Changing Arts Audiences: Capitalizing on Omnivorousness

October, 2005

These should be boom times for the fine arts in America, as the Baby Boom generation - - those born between 1946 and 1965 -- are better educated, wealthier, more urban and more widely traveled than their parents - - all correlates of active arts participation. Not only are they very numerous and in many ways similar to those who have attended the arts in the past, their participation in live arts events should be reaching its highest level now as child-rearing activities are waning, and the large cohort of Boomers can more easily go out to enjoy arts events.

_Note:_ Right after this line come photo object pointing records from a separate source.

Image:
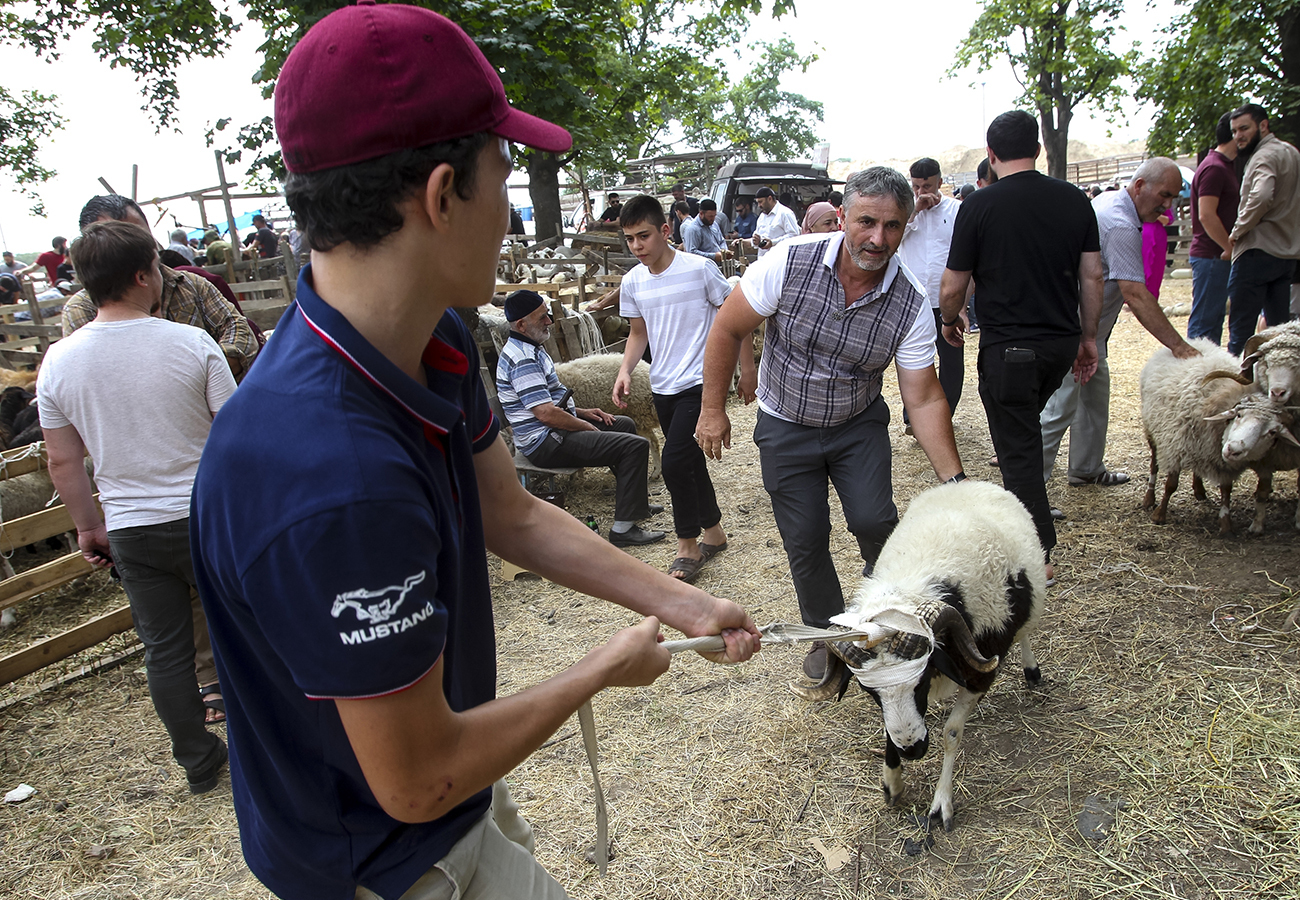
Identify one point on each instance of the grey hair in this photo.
(880, 181)
(1157, 168)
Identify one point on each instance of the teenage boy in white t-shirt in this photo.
(139, 394)
(671, 301)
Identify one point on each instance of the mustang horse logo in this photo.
(376, 613)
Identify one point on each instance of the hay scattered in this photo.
(719, 780)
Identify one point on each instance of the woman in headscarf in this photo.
(820, 217)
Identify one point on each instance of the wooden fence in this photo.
(25, 585)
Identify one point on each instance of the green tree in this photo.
(1218, 56)
(1060, 52)
(25, 119)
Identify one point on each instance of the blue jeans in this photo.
(1209, 298)
(1259, 282)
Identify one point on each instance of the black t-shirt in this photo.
(1022, 238)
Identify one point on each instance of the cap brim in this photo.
(533, 132)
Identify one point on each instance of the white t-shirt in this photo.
(679, 307)
(142, 394)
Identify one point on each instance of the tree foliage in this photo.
(1218, 56)
(1060, 52)
(25, 119)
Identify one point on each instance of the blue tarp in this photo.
(243, 223)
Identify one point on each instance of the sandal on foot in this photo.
(1104, 480)
(710, 550)
(216, 706)
(685, 569)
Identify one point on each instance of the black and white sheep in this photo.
(1196, 418)
(960, 580)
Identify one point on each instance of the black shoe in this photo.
(814, 663)
(207, 778)
(635, 536)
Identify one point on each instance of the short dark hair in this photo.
(359, 203)
(113, 206)
(1252, 109)
(172, 259)
(1013, 135)
(924, 168)
(642, 208)
(1223, 130)
(108, 256)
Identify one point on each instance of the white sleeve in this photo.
(221, 384)
(917, 350)
(765, 280)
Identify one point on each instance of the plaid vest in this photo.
(823, 363)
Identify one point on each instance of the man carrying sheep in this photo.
(139, 393)
(352, 485)
(555, 433)
(670, 302)
(841, 308)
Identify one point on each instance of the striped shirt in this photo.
(525, 377)
(1119, 229)
(823, 358)
(679, 307)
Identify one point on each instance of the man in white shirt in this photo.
(775, 223)
(924, 252)
(139, 393)
(670, 302)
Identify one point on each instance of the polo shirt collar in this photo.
(832, 252)
(338, 334)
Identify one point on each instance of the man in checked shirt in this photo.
(186, 298)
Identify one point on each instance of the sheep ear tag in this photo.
(945, 665)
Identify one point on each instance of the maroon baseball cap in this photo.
(372, 79)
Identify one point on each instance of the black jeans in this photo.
(1014, 394)
(157, 574)
(685, 471)
(618, 446)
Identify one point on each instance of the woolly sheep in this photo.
(592, 379)
(965, 566)
(1186, 406)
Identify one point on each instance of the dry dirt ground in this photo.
(1170, 704)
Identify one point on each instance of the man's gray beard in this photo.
(866, 265)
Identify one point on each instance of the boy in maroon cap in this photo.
(343, 571)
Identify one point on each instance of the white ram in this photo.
(960, 580)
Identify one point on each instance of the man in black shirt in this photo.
(1031, 245)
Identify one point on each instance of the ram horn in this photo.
(950, 621)
(1240, 377)
(833, 682)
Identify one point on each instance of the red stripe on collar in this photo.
(337, 347)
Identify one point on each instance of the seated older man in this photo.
(554, 433)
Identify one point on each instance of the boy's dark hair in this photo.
(924, 168)
(359, 204)
(1223, 130)
(115, 206)
(1013, 135)
(108, 256)
(642, 208)
(1253, 109)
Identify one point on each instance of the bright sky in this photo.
(880, 76)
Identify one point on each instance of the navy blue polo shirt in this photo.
(339, 553)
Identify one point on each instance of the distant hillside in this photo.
(957, 160)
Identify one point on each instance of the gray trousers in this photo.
(1084, 410)
(154, 562)
(797, 463)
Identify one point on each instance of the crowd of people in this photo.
(341, 555)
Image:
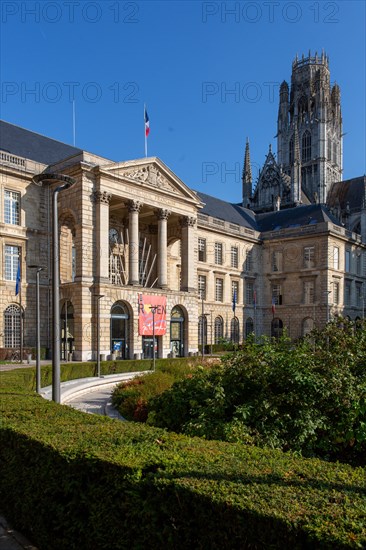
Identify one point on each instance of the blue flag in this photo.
(17, 284)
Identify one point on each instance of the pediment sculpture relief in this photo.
(152, 175)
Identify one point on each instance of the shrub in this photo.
(310, 398)
(131, 398)
(78, 481)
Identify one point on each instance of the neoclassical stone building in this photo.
(291, 253)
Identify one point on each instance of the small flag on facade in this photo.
(18, 282)
(147, 124)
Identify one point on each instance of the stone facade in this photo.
(291, 255)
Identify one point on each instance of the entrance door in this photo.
(147, 347)
(67, 330)
(119, 331)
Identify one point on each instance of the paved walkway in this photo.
(90, 395)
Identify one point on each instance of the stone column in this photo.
(102, 199)
(133, 254)
(162, 215)
(189, 247)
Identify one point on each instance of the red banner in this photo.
(147, 318)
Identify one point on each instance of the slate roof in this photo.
(233, 213)
(24, 143)
(295, 217)
(350, 191)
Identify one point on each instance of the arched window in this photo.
(12, 326)
(202, 330)
(234, 330)
(307, 325)
(306, 146)
(249, 327)
(219, 329)
(276, 328)
(67, 330)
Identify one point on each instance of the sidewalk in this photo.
(10, 539)
(80, 386)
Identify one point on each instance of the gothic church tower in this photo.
(309, 117)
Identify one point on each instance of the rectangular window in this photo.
(12, 207)
(249, 261)
(11, 262)
(277, 295)
(277, 261)
(235, 290)
(359, 295)
(202, 287)
(347, 261)
(347, 293)
(308, 292)
(309, 256)
(358, 263)
(234, 256)
(249, 293)
(218, 253)
(219, 290)
(202, 250)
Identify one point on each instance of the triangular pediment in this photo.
(152, 172)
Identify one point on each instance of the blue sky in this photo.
(182, 59)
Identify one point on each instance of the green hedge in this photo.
(75, 481)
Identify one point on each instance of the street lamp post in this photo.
(203, 328)
(98, 298)
(153, 311)
(38, 330)
(67, 182)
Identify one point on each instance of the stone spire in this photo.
(296, 170)
(247, 177)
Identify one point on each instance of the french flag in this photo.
(147, 124)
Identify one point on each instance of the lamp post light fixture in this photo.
(98, 297)
(38, 330)
(47, 178)
(153, 311)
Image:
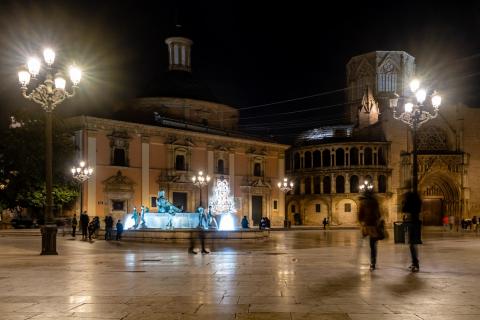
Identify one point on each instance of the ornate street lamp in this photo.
(200, 181)
(415, 113)
(48, 94)
(81, 174)
(286, 187)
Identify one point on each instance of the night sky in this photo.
(249, 53)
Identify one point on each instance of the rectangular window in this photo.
(348, 207)
(117, 205)
(153, 202)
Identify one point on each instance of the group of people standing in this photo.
(91, 229)
(373, 225)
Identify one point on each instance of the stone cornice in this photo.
(94, 123)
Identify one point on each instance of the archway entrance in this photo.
(440, 197)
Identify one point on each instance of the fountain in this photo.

But as those in the art world know, the reality is not so rosy. Many arts organizations have experienced lower attendance, some notable organizations have failed or have been drastically reorganized, and all are finding that their audiences are aging. The graying of U.S. fine arts audiences can be graphically seen in the figures periodically collected by the U.S. Bureau of the Census for the National Endowment for the Arts (NEA). As Table 1.1 shows, in 1982 only the opera audience(shown in the second row of the table) had a higher median age1 than that of all survey respondents (shown in the first row). By 2002, just twenty years later, only ballet and jazz have audiences younger than the median for all respondents. As can be seen in the right hand column, the graying has been the greatest for jazz, classical music concert attenders and art museum attenders. Special circumstances may account for the rapid aging of the jazz audience,2 but no art-form specific circumstance can explain the fact that over the twenty years in question, the median age of audiences for classical music and art museums has risen by nine years, the equivalent of 5.4 months per year. In their studies of earlier waves of the Survey of Public Participation in the Arts (SPPA), Balfe & Meyersohn (1996), Peterson & Sherkat (1996), and Peterson et al (2000) conclude that the reason for the increasing age is that the numerous well-educated, affluent, traveled Boomers – and the birth cohorts coming after them – are not more, but are much less likely to attend fine arts events than were the older generations born before World War Two.

As clear as they are about the facts of aging arts audiences and the implications for declines in arts audiences,3 these studies do not point to the reasons for these tectonic shifts in the behavior of potential arts participants. The reasons may be many and various, but this study uses the available SPPA data to point to a significant shift in how cultivation of the fine arts is used in signaling high social status. Put simply, we see a shift in elite status group politics from those highbrows who snobbishly disdain all base, vulgar, or mass popular culture, (here called snobs or univores) to those highbrows who omnivorously consume a wide range of popular as well as highbrow art forms (here called omnivores). It is important for arts policy leaders to understand this general process so they can better interpret all the specific changes they see going on in the contemporary arts worlds and consider how best to take advantages of these changes in promoting the arts.